Tremendous jam delivery.
Joseph P. Helm III | Washington, DC | 06/26/2008
(5 out of 5 stars)

"Harvey Milk dwell outside the bubble, where the air is poisonous and thoroughly intoxicating. This record rules."
Refined sludge
J. Harrison | Gadsden, AL | 09/25/2009
(5 out of 5 stars)

"Harvey Milk broke the mold for sludge in the 90s, combining equal parts feedback, empty sonic space, impossibly slow yet complex rhythms, and oppressively detuned riffs to create a couple of incredible albums and a cache of impossible to find and rabidly sought after vinyl singles.



Now their second album since reforming sees the next step in their evolution.

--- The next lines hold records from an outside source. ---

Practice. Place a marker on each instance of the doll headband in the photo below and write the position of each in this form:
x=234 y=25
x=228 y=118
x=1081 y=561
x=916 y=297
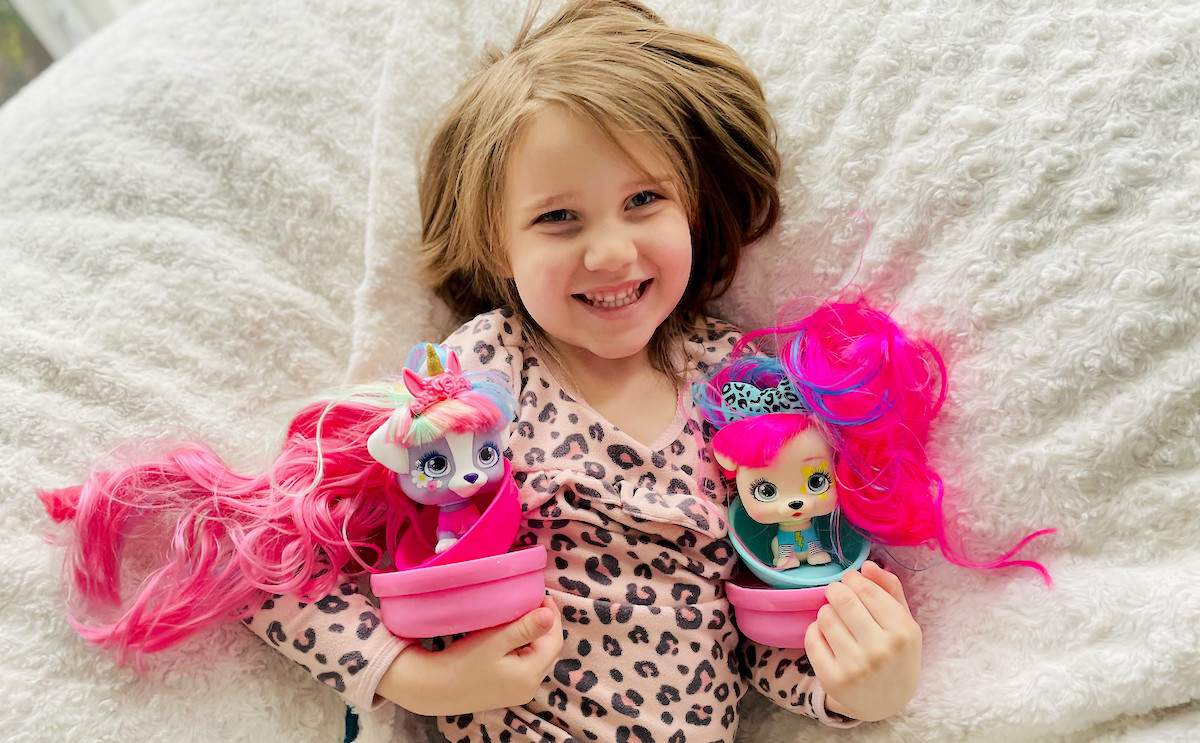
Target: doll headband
x=748 y=399
x=441 y=384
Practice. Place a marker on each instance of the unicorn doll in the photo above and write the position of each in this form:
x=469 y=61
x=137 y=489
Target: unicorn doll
x=339 y=499
x=444 y=445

This album, no hyperbole, simply has it all : progressive razor sharp rhythms (Death Goes to the Winner), ascending anthemic rock with twin harmony guitar leads (Roses), off kilter pirouetting sludge (Skull Socks and Rope Shoes), and a handful of pedal to the metal jams (After All I've Done..., Maelstrom of Bad Decisions, Barn Burner, and a cover of Fear's We Destroy the Family).



Of course, they include their usual signature sludgy blues based dirges. The disarmingly mellow Motown, Decades, and the disk ending Goodbye Blues find the Milk doing what they do best - slowing it down, stretching it out, giving Creston's pained, choking wail and blistering blues leads room to fill the deep dark hole it feels you've slowly been lowered into over the course of the album.



This is an older, more finely tuned Harvey Milk - one the still bears the scars of its early years, but whose sound belies a smarter, wiser, more efficient beast."